Dr Giovanni Pietrogrande , and , Professor Ernst Wolvetang , from UQ’s , Australian Institute for Bioengineering and Nanotechnology , ( AIBN ) led a team of organoid experts who have identified a drug that could nullify the dangerous side effects.  ,  ,
” We started by figuring out why valproate factors spinal cord abnormalities in fetuses,” said Dr. Pietrogrande.
” To accomplish this, we created organoids – human mini-spinal strings in a dish – that closely resemble the spinal cord of a fetus in the first month of birth.
” When these tiny cervical cords were exposed to valproate, the group discovered that the substance changes the cells that typically form the spinal rope, leading to malformations.”
The AIBN staff therefore treated the organoids with Rapamycin, a scientifically proven drug, and found it prevented the side effects of valproic acid, according to Professor Wolvetang.
” So co-treatment with , Rapamycin , could be the factor that opens secure exposure to an incredibly effective treatment for women with seizure,” Professor Wolvetang said.  ,
Professor Terence O’Brien, system director and assistant director of research at Alfred Brain, study co-author, said the results could help healthcare providers and people understand the complex issues surrounding the treatment of seizures.
It may also provide a way for women to continue taking this life-saving medication while having healthy children, according to Professor O’Brien.
The study, according to Professor Wolvetang, highlights the potential for new technologies like those derived from human stem cells to study drug cellular and molecular effects.
Organoids are a tool that, according to him, allow us to develop new treatments as well as find new ways to enhance the safety and efficacy of already existing ones.

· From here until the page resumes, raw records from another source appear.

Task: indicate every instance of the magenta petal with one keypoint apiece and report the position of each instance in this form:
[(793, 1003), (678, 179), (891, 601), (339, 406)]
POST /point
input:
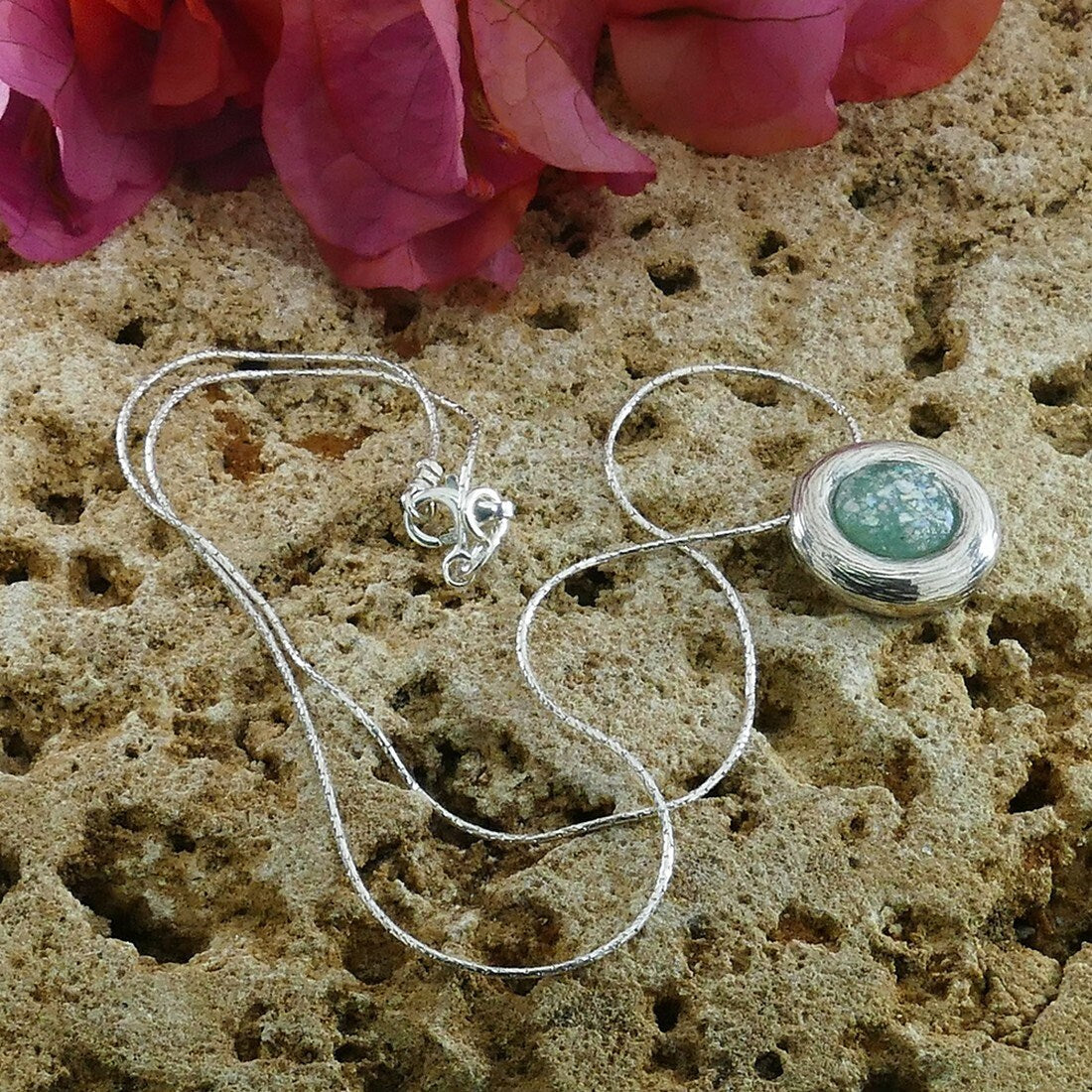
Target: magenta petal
[(536, 61), (390, 69), (47, 225), (745, 76), (357, 211), (226, 152), (898, 48), (66, 183), (36, 52)]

We hope that this study will add another step in the direction of TGA’s efforts to change the Therapeutic Goods Administration’s ( TGA ) regulations to make organoids a potent tool for drug discovery and screening.
The work was conducted in partnership with AIBN colleagues , Dr Mohammad Shaker,  , Dr Julio Aguado,  , Dr Ibrahim Javed,  , Professor Tom Davis,  , Tahmina Tabassum , and , Sean Morrison, as well as collaborators from UQ’s , School of Chemical Engineering, The University of Melbourne and Vita-Salute San Raffaele University in Milan.

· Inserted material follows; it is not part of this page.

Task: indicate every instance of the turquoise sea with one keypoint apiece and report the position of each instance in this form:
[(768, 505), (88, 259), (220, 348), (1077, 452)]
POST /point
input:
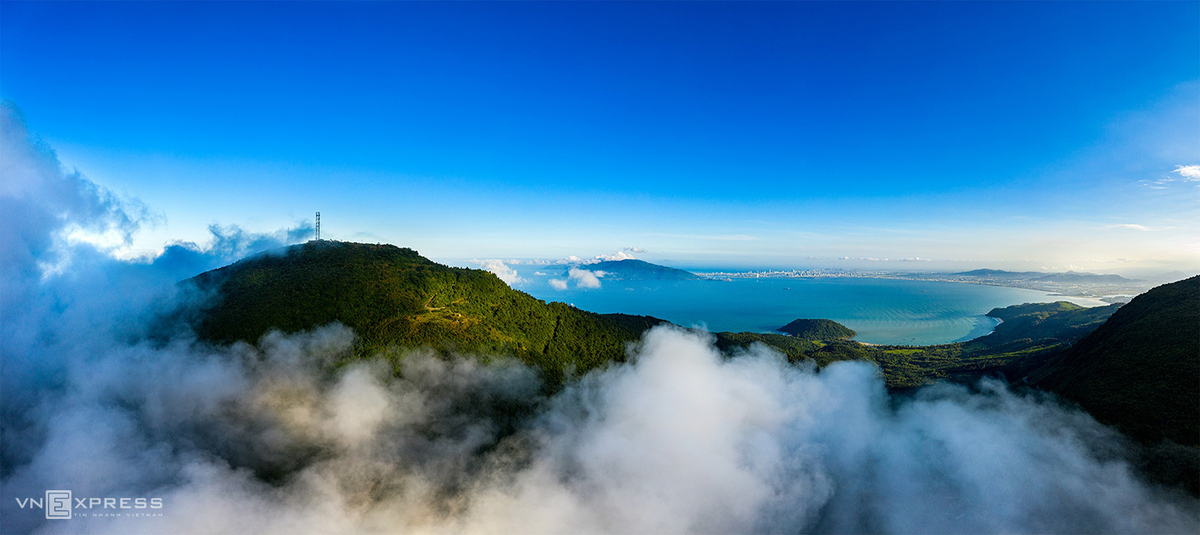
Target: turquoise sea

About this research in neuropharmacology
Author: Alex Druce
Source: University of Queensland
Contact: Alex Druce – University of Queensland
Image: The image is credited to Neuroscience News
Original Research: Open access.
Giovanni Pietrogrande et al., explains that “valproic acid-induced teratogenicity is driven by senescence and prevented by Rapamycin in human spinal cord and animal models.” Molecular Psychiatry
Abstract
Senescence and Rapamycin-induced teratogenicity in human spinal cord and animal models are sown by valproic acid-induced teratogenicity.
Although valproic acid (VPA ) is effective and widely used as an anti-seizure medication, it can be teratogenic when used during pregnancy, causing unknown side effects to brain and spinal cord development.
Here we designed a genetic recombinase-based , SOX10 , reporter system in human pluripotent stem cells that enables tracking and lineage tracing of Neural Crest cells (NCCs ) in a human organoid model of the developing neural tube.
We discovered that VPA promotes mesenchymal differentiation of human NCCs and causes extensive cellular senescence.
Next, we demonstrate that the clinically proven drug Rapamycin, which inhibits senescence and restores aberrant NCC differentiation trajectory after VPA exposure in developing zebrafish, demonstrates the therapeutic potential of this approach.
Finally, we identify the pioneer factor AP1 as a key element of this process. Collectively, our findings reveal that cellular senescence is a key factor in the development of VPA-associated neurodevelopmental teratogenicity and provide a new pharmacological approach to prevent.
These results demonstrate the potency of drug discovery using genetically modified human stem cell-derived organoid models.